Honeycombs to Honeyhangovers:
A Day with The Sixth Street Beekeeper
by Frances Wilson
September 20, 2013
A few minutes later, there came Ray, on his bike, with trays of honeycomb strapped to the back of it. The Bee Keeper had arrived.
Ray’s bees live on top of the Sixth Street Community Center, where we all pick up our weekly goodies.
Ray Sage cares more about his bees than their honey. He only collects honey twice a year from his bees (if that). If he collects, he does so once in mid summer and once around Labor Day. Taking too much honey from the bees would prevent them from surviving the winter. Last year, Ray’s bees all died because it was too dry of a summer and there wasn’t enough pollen for them to gather. No honey collecting for 2012, and a very sad loss.
This trend is one that unfortunately is of global concern. Bees are dying all around the world; since 2006, it has gotten far worse. Many of us don’t realize the vital importance of bees. As Dennis vanEngelsdorp says in his TED talk, we have bees to thank for one out of every three bites we take.
Okay, back to the details of my field trip. I lucked out by being invited to the last collection of the 2013 season. Ray brought two boxes with around ten trays of honeycomb in each. They were heavy and dripping with fragrance.
We gently scraped off the outer layer of beeswax on each side of the honeycomb tray (basically, ‘de-capping’ them) to let the golden sweetness begin to ooze out. Before letting too much seep out, we placed them four at a time inside the large extractor. Then we spun it. Around and around, sweet, thick and golden, it splattered around the edges, eventually collecting at the bottom. After spinning for a little while, we took out the trays and switched them so the opposite side faced outward, and then spun them again. Lastly, we opened the valve and let the honey drain into a large bucket before transferring it to individual jars.
This all sounds pretty straight forward, but it took a while. I was there from 10:30 AM until about 3PM with Ray, Wendy, Nina, and Paul. We were a team. Nina was especially efficient with all her newfound honey-extracting skills.
We each ended with a jar of honey and sweet satisfaction. We were drunk. Went from one taste to the next: sugar high to sugar low, honey by itself to honey in tea. Golden bliss.
Now that I’m over my honey hangover, it feels good to write about the whole experience—what fun it was! It’s been pretty amazing for me, a country girl who used to collect maple sap with her Vermont neighbor, to now, collecting honey in a busy metropolitan city, where she never expected to find the countryside right at her doorstep.

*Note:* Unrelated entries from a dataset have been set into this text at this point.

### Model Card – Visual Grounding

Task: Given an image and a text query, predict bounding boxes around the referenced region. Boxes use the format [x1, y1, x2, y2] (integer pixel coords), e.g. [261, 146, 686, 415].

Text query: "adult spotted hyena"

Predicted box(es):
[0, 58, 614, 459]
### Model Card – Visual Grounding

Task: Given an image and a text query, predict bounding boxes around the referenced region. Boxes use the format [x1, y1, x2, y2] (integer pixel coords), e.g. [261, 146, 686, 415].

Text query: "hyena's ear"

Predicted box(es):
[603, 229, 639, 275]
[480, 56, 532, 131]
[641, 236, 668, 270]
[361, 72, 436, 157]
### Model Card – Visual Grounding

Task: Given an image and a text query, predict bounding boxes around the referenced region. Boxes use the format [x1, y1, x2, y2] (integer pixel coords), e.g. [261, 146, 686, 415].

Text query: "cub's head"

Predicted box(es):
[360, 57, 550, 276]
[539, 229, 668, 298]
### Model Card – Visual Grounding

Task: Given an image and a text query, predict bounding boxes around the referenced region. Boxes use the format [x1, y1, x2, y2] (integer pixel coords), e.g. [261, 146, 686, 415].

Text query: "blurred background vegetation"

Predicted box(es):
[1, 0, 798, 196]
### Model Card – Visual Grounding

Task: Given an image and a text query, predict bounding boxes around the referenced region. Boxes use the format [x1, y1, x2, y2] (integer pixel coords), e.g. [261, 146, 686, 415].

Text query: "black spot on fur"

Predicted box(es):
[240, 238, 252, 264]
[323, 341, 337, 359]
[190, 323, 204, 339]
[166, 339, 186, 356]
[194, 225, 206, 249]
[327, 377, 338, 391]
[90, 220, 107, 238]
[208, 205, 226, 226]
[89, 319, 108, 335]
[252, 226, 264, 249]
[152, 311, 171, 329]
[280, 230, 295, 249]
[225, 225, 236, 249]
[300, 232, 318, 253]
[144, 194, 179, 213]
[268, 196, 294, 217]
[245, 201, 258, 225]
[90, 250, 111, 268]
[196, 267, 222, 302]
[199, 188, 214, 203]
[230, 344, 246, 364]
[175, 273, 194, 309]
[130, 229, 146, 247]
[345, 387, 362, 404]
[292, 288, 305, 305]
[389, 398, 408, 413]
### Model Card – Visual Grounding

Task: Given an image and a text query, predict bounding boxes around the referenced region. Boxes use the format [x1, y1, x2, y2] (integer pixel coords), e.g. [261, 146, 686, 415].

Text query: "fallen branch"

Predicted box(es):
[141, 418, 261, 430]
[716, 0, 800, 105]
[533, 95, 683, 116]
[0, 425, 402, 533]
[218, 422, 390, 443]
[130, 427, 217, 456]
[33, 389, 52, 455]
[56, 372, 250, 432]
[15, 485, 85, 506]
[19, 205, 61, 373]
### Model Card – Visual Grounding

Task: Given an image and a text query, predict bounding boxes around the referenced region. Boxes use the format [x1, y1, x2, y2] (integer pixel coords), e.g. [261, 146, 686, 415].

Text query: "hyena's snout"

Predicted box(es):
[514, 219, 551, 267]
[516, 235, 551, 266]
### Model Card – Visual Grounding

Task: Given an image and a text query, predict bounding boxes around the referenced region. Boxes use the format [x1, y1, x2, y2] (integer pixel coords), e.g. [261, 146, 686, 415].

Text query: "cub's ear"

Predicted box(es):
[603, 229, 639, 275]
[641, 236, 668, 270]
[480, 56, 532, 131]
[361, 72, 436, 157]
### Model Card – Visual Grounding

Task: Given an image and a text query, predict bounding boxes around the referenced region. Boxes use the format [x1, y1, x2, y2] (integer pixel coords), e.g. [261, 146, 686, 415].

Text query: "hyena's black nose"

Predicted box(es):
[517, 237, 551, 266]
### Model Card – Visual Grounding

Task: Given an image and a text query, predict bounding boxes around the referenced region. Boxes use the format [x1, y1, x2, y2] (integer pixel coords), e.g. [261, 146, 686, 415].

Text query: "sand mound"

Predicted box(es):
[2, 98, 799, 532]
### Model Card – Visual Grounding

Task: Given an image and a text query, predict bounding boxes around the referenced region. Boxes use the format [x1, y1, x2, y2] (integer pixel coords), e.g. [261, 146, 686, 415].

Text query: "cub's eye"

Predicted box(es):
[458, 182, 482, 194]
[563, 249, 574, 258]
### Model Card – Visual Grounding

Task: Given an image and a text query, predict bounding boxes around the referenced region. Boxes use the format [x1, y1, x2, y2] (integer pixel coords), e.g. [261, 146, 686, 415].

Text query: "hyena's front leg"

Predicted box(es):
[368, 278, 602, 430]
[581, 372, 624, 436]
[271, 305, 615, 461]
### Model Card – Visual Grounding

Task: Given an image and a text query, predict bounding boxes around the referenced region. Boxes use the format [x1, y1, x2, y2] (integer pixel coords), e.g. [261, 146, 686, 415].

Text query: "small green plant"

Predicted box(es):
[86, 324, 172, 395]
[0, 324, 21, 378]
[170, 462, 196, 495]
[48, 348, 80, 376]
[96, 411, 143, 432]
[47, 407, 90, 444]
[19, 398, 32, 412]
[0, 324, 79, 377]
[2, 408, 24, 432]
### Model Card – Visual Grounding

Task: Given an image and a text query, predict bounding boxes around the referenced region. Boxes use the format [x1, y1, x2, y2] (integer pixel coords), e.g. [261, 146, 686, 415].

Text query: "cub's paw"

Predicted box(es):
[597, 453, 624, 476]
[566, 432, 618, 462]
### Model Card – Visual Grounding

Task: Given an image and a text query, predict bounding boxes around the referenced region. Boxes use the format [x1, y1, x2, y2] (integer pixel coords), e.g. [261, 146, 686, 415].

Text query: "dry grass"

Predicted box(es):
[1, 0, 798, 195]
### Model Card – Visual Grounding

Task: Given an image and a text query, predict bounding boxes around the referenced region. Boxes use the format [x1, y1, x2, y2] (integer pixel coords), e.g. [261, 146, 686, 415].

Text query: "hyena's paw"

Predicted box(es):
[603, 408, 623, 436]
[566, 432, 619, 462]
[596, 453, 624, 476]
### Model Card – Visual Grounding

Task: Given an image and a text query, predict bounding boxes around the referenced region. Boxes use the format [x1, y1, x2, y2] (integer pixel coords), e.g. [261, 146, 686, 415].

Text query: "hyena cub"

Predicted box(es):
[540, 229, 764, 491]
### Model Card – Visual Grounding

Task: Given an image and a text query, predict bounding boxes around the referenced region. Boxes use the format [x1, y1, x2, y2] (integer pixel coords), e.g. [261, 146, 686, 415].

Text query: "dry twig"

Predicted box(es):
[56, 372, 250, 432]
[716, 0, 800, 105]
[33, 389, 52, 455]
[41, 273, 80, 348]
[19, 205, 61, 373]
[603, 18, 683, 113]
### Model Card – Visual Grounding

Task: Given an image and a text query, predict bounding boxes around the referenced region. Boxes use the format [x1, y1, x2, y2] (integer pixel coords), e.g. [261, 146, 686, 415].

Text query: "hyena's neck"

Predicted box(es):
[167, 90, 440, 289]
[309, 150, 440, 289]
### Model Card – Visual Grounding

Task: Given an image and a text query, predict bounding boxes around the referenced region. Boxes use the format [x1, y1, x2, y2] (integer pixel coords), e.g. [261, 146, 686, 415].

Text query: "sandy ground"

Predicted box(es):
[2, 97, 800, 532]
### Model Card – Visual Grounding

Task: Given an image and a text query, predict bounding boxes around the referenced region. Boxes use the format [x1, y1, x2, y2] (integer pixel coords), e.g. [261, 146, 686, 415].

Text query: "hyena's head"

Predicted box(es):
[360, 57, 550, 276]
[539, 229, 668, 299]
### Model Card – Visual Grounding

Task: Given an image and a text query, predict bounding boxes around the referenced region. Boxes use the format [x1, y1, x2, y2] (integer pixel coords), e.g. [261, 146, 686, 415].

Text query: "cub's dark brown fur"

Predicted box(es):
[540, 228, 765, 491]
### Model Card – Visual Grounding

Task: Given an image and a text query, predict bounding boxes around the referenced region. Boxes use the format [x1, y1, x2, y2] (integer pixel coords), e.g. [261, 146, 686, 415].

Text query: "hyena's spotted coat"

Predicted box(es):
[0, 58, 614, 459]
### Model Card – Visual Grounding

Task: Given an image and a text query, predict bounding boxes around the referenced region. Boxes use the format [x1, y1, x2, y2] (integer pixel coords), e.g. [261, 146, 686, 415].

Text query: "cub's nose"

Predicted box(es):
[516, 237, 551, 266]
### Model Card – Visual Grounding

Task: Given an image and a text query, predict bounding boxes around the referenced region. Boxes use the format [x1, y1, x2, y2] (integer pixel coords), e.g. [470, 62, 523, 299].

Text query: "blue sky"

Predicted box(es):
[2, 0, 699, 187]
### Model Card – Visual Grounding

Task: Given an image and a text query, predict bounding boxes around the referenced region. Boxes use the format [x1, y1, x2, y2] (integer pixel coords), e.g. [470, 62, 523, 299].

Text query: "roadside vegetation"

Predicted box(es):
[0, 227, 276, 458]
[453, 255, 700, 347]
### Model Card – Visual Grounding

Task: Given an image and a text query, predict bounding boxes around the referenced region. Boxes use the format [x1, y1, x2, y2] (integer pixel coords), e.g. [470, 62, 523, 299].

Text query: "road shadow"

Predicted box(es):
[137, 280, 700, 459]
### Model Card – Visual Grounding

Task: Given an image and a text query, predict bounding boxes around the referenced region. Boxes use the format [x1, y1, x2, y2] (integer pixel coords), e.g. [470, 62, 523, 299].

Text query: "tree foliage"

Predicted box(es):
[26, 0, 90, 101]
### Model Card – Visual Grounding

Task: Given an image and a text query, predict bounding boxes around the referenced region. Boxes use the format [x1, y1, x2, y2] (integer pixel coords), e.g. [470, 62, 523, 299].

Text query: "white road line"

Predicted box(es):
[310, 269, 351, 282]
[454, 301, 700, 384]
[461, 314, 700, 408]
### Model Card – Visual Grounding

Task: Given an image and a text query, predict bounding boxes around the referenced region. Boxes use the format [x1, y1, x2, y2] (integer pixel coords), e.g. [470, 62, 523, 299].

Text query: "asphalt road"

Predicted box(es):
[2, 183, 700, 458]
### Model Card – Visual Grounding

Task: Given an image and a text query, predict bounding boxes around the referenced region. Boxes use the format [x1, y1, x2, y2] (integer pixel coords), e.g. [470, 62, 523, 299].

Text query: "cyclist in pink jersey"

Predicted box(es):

Apparently urban beekeeping has a ton of potential. It has a higher overwintering survival percentage (62.5% to 40%) as well as a higher honey yield (26.25% to 16.75%) compared to rural beekeeping according to Noah Wilson’s TED talk about bees (yes, I watched every TED talk on bees after getting home from my fieldtrip). Maybe bees can beecome the new NYC apartment pet!?
Thank you Ray and Wendy for inviting me along on such a fun field trip!